Spectral Shift Originating from Non-linear Ultrasonic Wave Propagation and Its Effect on Imaging Resolution.

An amplitude-dependent downshift in the fundamental wave spectrum of a propagating ultrasonic pulse caused by non-linear wave propagation is described. The effects of non-linearity and the associated downshift on spatial resolution are also studied. The amounts of downshift and spatial resolution are extracted from the numerically simulated beam profile based on the KZK equation. Results for a 25-MHz transducer reveal that non-linear effects can lead to 58% additional downshift in the centre frequency of a pulse compared with a linear case with downshift caused only by attenuation. This additional downshift causes about 50% degradation in axial resolution. However, as the beam becomes narrower from the non-linear effects, the overall effect of non-linearity still leads to improved lateral resolution (≤26%). Therefore, as non-linearity increases with wave pressure, it is concluded that the increase in source pressure improves lateral resolution and degrades axial resolution.

Determination of the Ultrasonic Non-linearity Parameter B/A versus Frequency for Water.

For tissue characterization, it is desirable to determine B/A using high-frequency transducers. Moreover, an accurate estimate of B/A at elevated frequencies (or at least the assumption of frequency independence of B/A) is required to evaluate the safety of high-frequency systems. However, common finite-amplitude approaches become increasingly inaccurate at high frequencies. In this article, a practical variation of the finite-amplitude method is proposed which combines experiments with numerical simulations of the Khokhlov-Zabolotskaya-Kuznetsov equation and can be used at elevated frequencies. The results at low frequencies show that the proposed approach is accurate with lower uncertainties compared with the finite-amplitude method because it avoids assumptions and approximations. The measured values of B/A versus frequency for water at 2.25-20 MHz show that there is no statistically significant variation in B/A values with frequency, and therefore the assumption of frequency independence of B/A is realistic.

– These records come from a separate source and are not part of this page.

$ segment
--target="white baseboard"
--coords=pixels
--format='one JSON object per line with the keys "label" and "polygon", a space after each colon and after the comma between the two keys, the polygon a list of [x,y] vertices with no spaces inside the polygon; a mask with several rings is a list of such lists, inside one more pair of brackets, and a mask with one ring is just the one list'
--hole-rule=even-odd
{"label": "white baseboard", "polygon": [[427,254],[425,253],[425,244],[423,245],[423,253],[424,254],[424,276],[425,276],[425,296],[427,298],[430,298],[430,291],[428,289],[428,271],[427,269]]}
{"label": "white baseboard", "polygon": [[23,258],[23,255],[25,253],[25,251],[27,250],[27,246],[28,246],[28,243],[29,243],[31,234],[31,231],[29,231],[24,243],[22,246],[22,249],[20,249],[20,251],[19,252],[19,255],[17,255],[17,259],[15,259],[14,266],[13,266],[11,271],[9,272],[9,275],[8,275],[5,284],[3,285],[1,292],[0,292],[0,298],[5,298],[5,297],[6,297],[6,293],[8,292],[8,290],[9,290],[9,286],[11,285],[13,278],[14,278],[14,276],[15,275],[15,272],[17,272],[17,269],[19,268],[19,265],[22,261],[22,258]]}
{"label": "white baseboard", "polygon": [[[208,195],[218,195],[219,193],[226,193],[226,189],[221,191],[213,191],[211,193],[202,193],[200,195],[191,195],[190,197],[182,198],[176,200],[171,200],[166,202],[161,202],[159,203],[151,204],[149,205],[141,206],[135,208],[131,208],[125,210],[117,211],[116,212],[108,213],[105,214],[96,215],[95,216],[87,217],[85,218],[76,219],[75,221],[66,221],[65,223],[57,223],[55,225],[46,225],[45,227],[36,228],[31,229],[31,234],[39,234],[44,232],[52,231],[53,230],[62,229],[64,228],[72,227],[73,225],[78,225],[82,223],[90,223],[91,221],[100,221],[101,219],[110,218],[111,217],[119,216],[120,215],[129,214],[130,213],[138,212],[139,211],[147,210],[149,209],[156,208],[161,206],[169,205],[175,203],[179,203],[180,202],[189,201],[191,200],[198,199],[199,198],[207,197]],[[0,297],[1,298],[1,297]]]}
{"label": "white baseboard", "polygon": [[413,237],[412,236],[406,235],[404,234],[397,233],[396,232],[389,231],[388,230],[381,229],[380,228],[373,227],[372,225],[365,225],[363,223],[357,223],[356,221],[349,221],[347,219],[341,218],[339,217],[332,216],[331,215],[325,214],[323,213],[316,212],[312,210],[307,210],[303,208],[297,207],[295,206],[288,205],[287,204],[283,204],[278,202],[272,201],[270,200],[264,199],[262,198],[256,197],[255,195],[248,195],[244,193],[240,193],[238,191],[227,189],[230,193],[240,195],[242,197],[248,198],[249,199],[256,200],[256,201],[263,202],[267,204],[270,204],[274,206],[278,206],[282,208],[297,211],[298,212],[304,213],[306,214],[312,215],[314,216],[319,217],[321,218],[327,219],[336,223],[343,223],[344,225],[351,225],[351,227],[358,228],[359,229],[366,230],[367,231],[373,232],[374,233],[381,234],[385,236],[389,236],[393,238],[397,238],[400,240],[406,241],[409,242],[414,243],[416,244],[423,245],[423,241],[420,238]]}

Non-linear Wave Propagation and Safety Standards for Diagnostic Ultrasound Devices.

Safety standards for clinical diagnostic ultrasonic devices were developed for use in relatively low-frequency systems (1-10 MHz), under the assumption that non-linear effects would be negligible. This article reviews ways in which neglecting non-linear wave propagation affects the measurements and calculations required to comply with safety standards and U.S. Food and Drug Administration guidance that recognizes these standards. An attempt is made to evaluate whether ignoring non-linear effects could result in significant error in the exposure quantities defined in these standards at either low or high frequencies, based on published literature. This article maintains that although non-linear effects have been considered in some parts of safety standards related to hydrophone requirements, the coverage is inadequate, especially for modern equipment with high working frequencies. A new approach is required to assess the magnitude of thermal heating for recently developed high-frequency systems to incorporate non-linear effects. In contrast, the current approach for evaluating the risk of cavitation can be used after appropriate modifications.